I don’t believe I live in a state of clutter, only that there are elements of clutter throughout my life. My house is not (noticeably) a mess, but I do tend to leave things as they are for longer than many people for the sake of accomplishing the things that are at the top of my list.
Right now, looking around my desk, I see chaos. And yet, I know exactly where everything is. I could trace my actions to the place I last used something and find it sitting there, as if I had vanished mid-action.
This is somewhat like my life. There are always more projects on the shelf than space on the drafting table. I can’t commit to all of them or I’ll never complete one of them.
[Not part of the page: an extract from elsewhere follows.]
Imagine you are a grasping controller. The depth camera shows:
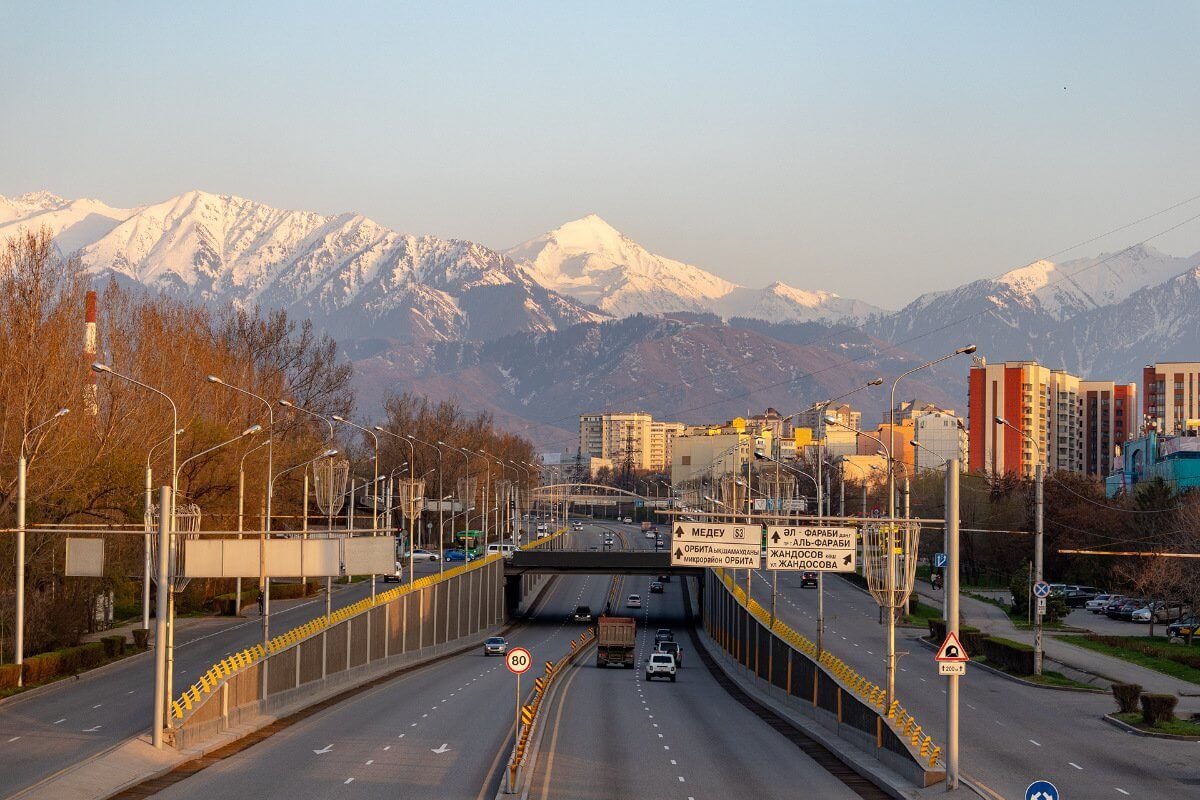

Is this an excuse to live messily?
Moreso, it’s a correlation between unimportant tasks left unfinished and important ones being accomplished. I don’t disagree with those who feel that making your bed first thing in the morning is a primer for success—in fact, that’s one thing I sometimes do consistently and actually hope to make a part of my routine.
Doing the small stuff can be meditative and encouraging—they’re little wins. But distracting ourselves from the most important things in life with a lot of unimportant tasks is resistance in its most boring form: busyness.
Checking the inbox, responding to (relatively) unimportant emails, leaving product reviews, hanging decorations, dusting the knick-knacks…the list of things we ought to do goes on and on.
But meanwhile, there’s that book we’ve been trying to write for three years that lives solely in our hearts and minds. There’s a business we aren’t running to our highest faculty, a family trip that needs bad-ass planning, or an exercise regimen that deserves our time.
Distraction is the comforter of the mundane.
So maybe I will clean up. Maybe I’ll get to returning that box of air filters to Amazon today. Maybe I’ll look into that ticking noise my truck is making.
But then again, I’ve two got two more important things on the list next to me that are screaming for attention.
They say, “I matter! I’m you! I’m everything you ever dreamed of! I could change your life forever, if you’d just give me the time you give the things that one day you won’t even remember doing!”
Let’s not let the compulsion to tidy-up burn through our time and energy. We can replace energy, but that takes time. And time…well, we can never replace time. If we absolutely cannot be okay with incomplete peripheral projects, we should leave them null by getting rid of them. If we have a hell of a lot less things to do, we have a hell of a lot more time to do those things we actually care about.
Let the dirty clothes pile high so that you can sit down to that quilt you’ve been trying to complete. Let the dog walk himself while you build that table with the unused tools your father-in-law gave you two Christmases ago. Write your story, sing your song, choreograph your dance, design your product. Because none of us were ever meant to be servants of the insignificant.
Are the little things in our lives serving us? Are our tools and books and clothes and accessories appropriated how they should? Are they existing to better our lives, to allow us more time—that one flighty element whose absence or abundance determines our true wealth? Or do they pull us away from that which we were born to do, that which may give us lives worth remembering when we’re old and grey?
Let’s drop our brooms and grocery lists, leave the kids’ shoes where they lay, and let the litter box be full.
A messy life might just be the sign of an important one.